Yes, in crisis mode the list of things that works gets smaller.
 
What are UP! Symptoms?
Sorry for the late response, I thought I’d posted, but must have left it to die in drafts! >.<

UP! = Panic Attacks, Anxiety attacks, Spinning yourself up (often by way of cognitive distortions), Intrusive thoughts, Catastrophizing, Insomnia, Lashing out, Raging out, Crying uncontrollably, Hypervig, Fight/Flight, etc… Plus the explosive types of adrenaline fueled coping mechanisms that aren’t symptoms, but rather how people deal with symptoms, that we still use grounding methods on.

^^^ The types of symptoms/expressions/coping mechanisms where one needs to calm down, slow down, self soothe, allow cool reason to replace hot emotion,

Dooooooooown = Depression, Apathy, Anhedonia, Zoning Out version of Disassociation, Isolating, holed up & hurting, brain fog, numb or numbing, crushed by guilt/ shame/ despair, maladaptive daydreaming, paralysis by analysis, stress sick, Et Cetera.

^^^ The types of symptoms/ expressions/ coping mechanisms where one needs to inject some enthusiasm, energy, focus, drive, oomph!, exercise, activity.

***

The grounding methods for both are attempts to reach the midline, just from 2 very different directions; bringing up things down, and down things up.

Sometimes it can be the same skill/method (like working a heavy bag can blow off steam for Up symptoms, and get the blood moving / clear minds for Down symptoms); but often they’re very different.

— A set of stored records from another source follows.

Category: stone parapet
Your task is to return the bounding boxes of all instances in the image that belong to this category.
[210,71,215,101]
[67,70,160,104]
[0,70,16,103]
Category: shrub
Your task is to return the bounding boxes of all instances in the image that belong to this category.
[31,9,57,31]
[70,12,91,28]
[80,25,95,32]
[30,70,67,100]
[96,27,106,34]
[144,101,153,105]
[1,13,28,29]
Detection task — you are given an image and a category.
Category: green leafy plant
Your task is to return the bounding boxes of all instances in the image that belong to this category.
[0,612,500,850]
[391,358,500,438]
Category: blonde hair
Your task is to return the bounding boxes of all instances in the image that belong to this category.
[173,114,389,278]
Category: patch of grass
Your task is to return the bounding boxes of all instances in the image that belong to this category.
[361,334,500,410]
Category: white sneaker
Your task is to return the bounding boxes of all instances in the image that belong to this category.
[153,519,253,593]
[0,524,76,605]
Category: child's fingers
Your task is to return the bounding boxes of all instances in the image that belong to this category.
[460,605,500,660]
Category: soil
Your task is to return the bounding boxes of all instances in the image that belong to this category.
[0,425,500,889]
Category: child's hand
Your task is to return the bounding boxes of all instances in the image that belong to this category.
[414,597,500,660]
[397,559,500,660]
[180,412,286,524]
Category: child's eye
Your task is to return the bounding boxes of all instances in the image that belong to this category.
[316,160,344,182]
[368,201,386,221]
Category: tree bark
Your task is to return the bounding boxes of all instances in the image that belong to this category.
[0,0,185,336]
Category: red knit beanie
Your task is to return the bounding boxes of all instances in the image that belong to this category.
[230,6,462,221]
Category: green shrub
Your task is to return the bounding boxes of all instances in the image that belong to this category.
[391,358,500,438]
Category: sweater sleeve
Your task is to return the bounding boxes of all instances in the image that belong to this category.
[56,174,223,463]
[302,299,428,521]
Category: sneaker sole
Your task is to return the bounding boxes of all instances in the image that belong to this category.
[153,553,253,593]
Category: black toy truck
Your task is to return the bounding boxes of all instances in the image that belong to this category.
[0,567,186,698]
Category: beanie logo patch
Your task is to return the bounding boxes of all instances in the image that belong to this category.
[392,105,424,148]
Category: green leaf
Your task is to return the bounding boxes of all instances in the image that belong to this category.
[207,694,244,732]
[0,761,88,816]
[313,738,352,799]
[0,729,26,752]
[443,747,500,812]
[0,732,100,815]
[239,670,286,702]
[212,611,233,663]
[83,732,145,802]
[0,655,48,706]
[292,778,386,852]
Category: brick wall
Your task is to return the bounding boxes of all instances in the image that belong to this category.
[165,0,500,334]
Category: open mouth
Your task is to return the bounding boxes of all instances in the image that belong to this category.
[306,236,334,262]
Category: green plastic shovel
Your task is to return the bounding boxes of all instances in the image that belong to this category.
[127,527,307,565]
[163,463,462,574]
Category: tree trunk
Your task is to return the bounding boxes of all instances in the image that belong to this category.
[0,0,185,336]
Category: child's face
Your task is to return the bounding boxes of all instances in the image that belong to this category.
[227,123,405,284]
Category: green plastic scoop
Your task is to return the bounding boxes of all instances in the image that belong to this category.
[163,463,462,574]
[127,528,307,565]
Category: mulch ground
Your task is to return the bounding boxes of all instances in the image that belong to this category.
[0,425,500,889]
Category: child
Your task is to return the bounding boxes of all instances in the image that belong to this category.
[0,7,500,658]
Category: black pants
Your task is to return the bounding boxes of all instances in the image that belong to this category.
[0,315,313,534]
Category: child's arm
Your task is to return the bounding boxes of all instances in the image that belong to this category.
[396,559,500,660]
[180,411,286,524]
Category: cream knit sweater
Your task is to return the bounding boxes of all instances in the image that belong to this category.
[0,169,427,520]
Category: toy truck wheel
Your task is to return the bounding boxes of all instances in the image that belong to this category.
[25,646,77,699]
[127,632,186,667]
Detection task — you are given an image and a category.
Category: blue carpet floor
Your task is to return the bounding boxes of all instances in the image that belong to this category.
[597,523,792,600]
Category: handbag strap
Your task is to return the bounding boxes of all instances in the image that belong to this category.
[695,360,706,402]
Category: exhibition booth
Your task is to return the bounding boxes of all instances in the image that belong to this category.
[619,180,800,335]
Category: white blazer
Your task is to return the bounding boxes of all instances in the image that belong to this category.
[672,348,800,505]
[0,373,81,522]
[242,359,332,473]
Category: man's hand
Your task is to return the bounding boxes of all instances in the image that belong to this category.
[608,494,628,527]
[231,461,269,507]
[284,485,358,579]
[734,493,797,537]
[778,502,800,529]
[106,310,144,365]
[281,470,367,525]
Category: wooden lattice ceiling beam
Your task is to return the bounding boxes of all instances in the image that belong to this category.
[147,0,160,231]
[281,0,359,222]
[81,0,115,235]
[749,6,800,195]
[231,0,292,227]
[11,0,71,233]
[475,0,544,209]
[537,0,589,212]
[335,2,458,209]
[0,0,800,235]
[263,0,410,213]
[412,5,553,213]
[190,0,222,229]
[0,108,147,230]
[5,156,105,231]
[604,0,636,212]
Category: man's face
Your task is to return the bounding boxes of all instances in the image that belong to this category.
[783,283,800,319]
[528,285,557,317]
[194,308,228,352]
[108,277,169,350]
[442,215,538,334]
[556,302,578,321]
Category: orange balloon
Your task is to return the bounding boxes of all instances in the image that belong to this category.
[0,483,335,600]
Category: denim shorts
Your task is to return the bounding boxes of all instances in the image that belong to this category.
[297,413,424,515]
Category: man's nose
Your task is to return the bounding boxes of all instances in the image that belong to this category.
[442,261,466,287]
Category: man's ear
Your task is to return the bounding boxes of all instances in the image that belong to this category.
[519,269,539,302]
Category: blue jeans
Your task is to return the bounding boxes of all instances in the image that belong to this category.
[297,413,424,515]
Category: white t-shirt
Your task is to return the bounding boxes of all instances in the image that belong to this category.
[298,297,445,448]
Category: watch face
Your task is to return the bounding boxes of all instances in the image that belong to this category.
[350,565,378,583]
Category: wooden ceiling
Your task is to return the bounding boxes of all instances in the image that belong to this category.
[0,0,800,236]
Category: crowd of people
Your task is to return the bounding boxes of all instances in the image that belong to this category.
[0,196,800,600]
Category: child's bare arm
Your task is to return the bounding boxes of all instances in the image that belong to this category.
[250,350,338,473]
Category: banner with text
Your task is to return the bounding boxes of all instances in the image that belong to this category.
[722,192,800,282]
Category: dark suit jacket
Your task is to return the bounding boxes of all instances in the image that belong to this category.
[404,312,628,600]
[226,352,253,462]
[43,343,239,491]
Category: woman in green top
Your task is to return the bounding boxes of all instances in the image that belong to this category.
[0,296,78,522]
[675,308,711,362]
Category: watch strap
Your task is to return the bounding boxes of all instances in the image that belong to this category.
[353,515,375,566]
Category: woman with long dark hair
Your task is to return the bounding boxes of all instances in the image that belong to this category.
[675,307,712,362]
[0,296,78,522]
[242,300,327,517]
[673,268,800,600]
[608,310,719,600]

If one is attempting to use calming/soothing skills when one is already down? That’s not really going to bring you back up, ya know?

Conceptually I tend to think of grounding as a way to peel myself off the ceiling, bring me back down from the stratosphere (and gentle the landing so that I don’t just crash); meanwhile grounding for down symptoms like reaching for the riverbank to pull me up and out of the water I’m just floating bonelessly away on. With both I’m attempting to find solid ground to stand on, find that midline… but one is dealing with explosive energy I have to defuse, and the other tremendous gravity I have to fight against, after the weightlessness of drifting away, or inching my way out from under the mountain of rocks (guilt / shame/ despair/ regret/ remorse) crushing me.